Common negative prompts:
worst quality, low quality, blurry,
jittery motion, distorted,
watermark, text, logo,
static, still image
Presets
Presets provide quick access to common configurations:
Quick Preview
512×320, 49 frames, 20 steps, guidance 4.0
Fast testing, ~2-3 minutes
Standard
768×512, 97 frames, 28 steps, guidance 4.0
Good balance, ~5-7 minutes
High Quality
768×512, 121 frames, 28 steps, guidance 4.0
Best results, longer duration
Portrait
512×768, 97 frames, 28 steps, guidance 4.0
Vertical format for mobile
Square
512×512, 97 frames, 28 steps, guidance 4.0
Social media format
Audio Settings
Voiceover Source
Choose between local or cloud-based text-to-speech.

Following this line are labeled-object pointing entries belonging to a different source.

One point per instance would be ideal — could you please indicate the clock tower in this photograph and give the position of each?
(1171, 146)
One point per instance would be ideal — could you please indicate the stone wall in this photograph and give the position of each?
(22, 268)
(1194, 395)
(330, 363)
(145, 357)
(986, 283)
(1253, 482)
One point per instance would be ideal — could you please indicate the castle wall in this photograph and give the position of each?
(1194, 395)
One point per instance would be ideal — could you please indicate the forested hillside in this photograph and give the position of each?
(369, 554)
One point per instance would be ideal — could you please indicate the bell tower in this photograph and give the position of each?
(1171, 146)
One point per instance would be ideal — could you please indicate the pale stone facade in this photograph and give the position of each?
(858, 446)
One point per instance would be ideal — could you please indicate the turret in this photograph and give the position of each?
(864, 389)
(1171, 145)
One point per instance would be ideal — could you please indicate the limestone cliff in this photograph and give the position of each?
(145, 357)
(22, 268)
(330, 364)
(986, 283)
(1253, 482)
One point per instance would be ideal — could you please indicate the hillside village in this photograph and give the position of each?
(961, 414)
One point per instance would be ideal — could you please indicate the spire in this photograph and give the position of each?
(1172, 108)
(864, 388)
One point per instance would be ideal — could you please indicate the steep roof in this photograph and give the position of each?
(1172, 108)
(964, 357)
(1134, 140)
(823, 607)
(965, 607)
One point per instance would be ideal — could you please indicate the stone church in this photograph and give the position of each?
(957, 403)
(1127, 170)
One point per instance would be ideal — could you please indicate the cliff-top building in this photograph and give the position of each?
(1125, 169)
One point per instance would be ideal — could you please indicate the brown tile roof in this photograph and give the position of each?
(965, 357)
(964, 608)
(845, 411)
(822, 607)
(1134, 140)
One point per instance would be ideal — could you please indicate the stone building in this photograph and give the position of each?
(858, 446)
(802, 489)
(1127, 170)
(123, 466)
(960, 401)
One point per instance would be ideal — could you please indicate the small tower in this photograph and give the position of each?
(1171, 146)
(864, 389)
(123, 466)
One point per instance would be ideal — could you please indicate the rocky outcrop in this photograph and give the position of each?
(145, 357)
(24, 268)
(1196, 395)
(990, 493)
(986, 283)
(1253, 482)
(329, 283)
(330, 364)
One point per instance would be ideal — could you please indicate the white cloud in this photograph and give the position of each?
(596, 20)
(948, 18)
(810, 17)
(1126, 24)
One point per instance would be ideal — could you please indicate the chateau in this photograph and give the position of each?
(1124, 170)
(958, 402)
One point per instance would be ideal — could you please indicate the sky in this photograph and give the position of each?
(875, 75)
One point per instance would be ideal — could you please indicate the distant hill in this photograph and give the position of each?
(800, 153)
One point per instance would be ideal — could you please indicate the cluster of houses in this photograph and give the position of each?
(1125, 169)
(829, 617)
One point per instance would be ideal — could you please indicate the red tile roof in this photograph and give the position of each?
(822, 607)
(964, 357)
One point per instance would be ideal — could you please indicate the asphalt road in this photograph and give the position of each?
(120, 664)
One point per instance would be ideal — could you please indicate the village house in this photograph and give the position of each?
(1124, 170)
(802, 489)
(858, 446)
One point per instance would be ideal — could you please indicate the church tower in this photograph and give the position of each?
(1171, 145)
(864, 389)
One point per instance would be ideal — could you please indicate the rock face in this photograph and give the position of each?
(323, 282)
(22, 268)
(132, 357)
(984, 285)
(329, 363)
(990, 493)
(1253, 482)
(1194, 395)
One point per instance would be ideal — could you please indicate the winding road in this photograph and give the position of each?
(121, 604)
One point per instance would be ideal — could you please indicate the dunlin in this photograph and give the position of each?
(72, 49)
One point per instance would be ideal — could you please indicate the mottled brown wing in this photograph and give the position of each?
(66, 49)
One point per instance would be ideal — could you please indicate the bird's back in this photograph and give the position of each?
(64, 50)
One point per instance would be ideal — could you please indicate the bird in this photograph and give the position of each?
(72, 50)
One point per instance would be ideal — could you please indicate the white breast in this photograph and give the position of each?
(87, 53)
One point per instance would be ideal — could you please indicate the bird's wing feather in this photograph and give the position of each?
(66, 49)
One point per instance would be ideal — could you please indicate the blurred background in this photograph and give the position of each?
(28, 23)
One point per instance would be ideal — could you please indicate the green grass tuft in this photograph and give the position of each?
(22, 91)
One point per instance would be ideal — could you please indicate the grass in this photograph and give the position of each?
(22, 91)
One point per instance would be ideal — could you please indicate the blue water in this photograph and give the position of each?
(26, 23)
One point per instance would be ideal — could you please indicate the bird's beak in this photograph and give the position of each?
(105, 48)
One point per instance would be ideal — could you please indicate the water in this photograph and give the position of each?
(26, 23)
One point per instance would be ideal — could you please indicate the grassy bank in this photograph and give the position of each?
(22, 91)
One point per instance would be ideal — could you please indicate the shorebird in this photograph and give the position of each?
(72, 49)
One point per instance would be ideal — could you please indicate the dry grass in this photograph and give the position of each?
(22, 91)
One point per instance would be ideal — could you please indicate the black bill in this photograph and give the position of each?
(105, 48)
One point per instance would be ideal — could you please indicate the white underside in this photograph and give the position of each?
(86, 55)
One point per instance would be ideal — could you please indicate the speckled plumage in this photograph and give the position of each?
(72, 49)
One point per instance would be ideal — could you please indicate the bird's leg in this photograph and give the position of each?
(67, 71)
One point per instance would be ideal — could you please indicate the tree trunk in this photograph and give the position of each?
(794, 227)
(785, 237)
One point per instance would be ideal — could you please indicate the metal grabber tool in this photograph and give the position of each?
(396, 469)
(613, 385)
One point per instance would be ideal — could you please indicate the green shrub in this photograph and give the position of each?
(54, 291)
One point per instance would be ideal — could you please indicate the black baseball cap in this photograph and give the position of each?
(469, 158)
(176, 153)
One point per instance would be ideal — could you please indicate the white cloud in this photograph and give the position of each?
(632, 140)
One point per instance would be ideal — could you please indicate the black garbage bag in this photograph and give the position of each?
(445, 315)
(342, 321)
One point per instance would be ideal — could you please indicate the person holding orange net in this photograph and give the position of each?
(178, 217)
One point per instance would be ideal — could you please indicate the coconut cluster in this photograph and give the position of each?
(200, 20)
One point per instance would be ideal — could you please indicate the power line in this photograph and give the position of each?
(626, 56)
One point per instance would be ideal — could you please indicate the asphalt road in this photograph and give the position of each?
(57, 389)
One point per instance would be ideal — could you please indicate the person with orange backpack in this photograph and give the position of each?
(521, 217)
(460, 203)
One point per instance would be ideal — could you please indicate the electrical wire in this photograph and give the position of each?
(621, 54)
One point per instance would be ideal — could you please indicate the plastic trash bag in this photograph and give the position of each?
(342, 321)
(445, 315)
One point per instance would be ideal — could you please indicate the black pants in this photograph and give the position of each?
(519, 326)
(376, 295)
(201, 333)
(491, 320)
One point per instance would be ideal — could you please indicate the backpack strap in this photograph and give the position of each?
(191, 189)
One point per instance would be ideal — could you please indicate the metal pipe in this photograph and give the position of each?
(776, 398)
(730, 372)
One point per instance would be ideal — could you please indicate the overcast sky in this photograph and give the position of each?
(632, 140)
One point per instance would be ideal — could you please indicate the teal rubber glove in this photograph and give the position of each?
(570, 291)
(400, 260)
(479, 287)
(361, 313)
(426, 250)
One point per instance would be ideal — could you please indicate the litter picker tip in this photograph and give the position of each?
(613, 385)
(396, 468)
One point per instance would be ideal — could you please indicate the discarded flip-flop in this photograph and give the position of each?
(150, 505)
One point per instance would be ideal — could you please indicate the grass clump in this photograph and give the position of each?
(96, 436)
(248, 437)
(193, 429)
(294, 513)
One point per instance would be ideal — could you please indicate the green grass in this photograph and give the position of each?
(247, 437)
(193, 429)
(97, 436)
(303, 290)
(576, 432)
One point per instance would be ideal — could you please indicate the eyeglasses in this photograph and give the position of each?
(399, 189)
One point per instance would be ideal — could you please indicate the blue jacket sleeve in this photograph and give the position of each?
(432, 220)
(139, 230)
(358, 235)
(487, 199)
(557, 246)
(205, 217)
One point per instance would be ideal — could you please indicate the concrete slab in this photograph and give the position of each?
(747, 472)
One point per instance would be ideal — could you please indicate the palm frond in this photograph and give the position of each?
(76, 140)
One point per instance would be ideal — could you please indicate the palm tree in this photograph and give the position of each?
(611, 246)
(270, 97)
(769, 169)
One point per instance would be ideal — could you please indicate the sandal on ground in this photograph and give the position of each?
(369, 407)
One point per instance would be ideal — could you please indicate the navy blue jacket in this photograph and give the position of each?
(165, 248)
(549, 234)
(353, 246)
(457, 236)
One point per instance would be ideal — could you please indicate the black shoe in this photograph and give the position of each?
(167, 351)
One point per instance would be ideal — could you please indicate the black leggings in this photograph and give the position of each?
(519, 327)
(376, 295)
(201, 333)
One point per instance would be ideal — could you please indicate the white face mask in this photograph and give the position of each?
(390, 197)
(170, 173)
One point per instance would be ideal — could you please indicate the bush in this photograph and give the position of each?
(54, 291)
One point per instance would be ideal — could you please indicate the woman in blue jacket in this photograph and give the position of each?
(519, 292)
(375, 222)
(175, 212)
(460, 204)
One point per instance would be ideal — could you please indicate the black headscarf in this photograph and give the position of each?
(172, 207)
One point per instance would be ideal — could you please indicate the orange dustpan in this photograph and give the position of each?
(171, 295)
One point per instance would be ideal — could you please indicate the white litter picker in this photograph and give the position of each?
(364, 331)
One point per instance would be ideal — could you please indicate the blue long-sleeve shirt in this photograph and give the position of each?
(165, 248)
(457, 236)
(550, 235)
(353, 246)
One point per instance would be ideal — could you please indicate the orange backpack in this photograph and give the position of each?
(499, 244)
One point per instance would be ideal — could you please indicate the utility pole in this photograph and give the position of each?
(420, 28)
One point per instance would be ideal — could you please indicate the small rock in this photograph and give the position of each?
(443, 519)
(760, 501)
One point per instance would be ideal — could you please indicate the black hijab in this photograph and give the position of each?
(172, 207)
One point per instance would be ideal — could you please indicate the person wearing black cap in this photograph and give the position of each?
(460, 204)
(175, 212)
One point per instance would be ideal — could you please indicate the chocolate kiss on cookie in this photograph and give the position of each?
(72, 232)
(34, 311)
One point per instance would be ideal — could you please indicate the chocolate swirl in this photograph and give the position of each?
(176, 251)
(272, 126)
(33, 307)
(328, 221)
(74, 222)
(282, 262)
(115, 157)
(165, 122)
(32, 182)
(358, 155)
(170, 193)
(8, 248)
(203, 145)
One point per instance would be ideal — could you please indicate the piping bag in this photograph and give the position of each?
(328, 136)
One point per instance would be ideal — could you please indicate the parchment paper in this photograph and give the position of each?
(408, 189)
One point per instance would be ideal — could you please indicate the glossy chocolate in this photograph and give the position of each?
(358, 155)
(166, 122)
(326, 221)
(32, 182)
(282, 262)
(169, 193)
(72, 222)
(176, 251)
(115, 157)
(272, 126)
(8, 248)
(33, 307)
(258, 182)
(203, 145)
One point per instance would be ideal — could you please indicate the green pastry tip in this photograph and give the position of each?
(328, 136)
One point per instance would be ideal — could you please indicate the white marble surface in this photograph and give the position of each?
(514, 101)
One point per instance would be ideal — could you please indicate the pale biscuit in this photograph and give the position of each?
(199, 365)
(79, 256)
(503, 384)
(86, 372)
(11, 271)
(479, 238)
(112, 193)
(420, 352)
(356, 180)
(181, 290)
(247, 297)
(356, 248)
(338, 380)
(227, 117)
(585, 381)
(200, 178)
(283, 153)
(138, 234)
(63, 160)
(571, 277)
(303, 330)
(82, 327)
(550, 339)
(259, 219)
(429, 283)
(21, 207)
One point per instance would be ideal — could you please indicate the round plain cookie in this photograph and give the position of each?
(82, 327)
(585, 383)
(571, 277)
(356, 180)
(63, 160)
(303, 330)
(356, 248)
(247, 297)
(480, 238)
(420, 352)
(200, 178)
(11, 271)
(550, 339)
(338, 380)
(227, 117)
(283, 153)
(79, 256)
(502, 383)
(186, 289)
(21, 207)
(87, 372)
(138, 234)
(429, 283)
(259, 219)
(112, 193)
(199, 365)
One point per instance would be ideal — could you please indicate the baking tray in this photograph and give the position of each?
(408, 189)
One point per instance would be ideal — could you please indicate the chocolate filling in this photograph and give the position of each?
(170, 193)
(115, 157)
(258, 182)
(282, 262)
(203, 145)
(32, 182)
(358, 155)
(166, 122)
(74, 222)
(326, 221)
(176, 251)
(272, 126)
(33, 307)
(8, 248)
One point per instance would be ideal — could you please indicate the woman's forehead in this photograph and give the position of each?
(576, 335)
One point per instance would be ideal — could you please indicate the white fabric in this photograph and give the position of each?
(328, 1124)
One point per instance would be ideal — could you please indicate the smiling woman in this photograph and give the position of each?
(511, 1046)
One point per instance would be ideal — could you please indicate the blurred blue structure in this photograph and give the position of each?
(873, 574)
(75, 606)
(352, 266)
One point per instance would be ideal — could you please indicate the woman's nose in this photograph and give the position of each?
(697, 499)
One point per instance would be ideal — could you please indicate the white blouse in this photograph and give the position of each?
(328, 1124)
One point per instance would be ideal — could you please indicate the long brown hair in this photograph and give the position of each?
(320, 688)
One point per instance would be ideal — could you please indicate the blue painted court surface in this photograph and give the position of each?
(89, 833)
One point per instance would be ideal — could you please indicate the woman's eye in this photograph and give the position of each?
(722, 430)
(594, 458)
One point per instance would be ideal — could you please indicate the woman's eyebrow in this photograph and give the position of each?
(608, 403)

| Source | Quality | Speed | Requirements |
|---|---|---|---|
| MLX Audio (Local) | Good | Fast | None (free) |
| ElevenLabs (Cloud) | Excellent | Fast | API key |
Voice Options
MLX Audio Voices:
- Heart, Bella, Nova, Sky (US Female)
- Adam, Echo (US Male)
- Alice, Emma (UK Female)
- Daniel, George (UK Male)
ElevenLabs Voices:
- Rachel, Domi, Bella, Elli (Female)
- Antoni, Josh, Arnold, Adam, Sam (Male)
Background Music
Requires ElevenLabs API key. Music is generated to match video length automatically.
| Setting | Value |
|---|---|
| Volume (music only) | 30% |
| Volume (with voiceover) | 20% |
| Format | AAC 192kbps |
Music Genres
54 presets across 9 categories. Each genre has a carefully crafted prompt optimized for ElevenLabs Music API.
Categories:
- Electronic (8 genres)
- Hip-Hop/R&B (6 genres)
- Rock (6 genres)
- Pop (4 genres)
- Jazz/Blues (5 genres)
- Classical/Cinematic (6 genres)
- World (5 genres)
- Country/Folk (4 genres)
- Functional/Mood (10 genres)
Performance Notes
Memory Usage
LTX-2 is a 19B parameter model requiring significant unified memory:
| Resolution | Approximate Memory |
|---|---|
| 512×320 | ~24-28GB |
| 768×512 | ~28-32GB |
| 1024×768 | ~35-40GB+ |
Generation Time
Rough estimates on Apple Silicon:
| Mac | Quick Preview | Standard |
|---|---|---|
| M1 (16GB) | May fail | Not recommended |
| M1 Pro (32GB) | 4-5 min | 8-10 min |
| M2 Max (64GB) | 2-3 min | 5-7 min |
| M3 Max (128GB) | 1-2 min | 3-5 min |
Times vary based on:
- Chip generation and core count
- Unified memory amount
- Other running applications
- Resolution and frame count
32GB RAM minimum required. Macs with 16GB will likely fail or be extremely slow. 64GB+ recommended for comfortable usage.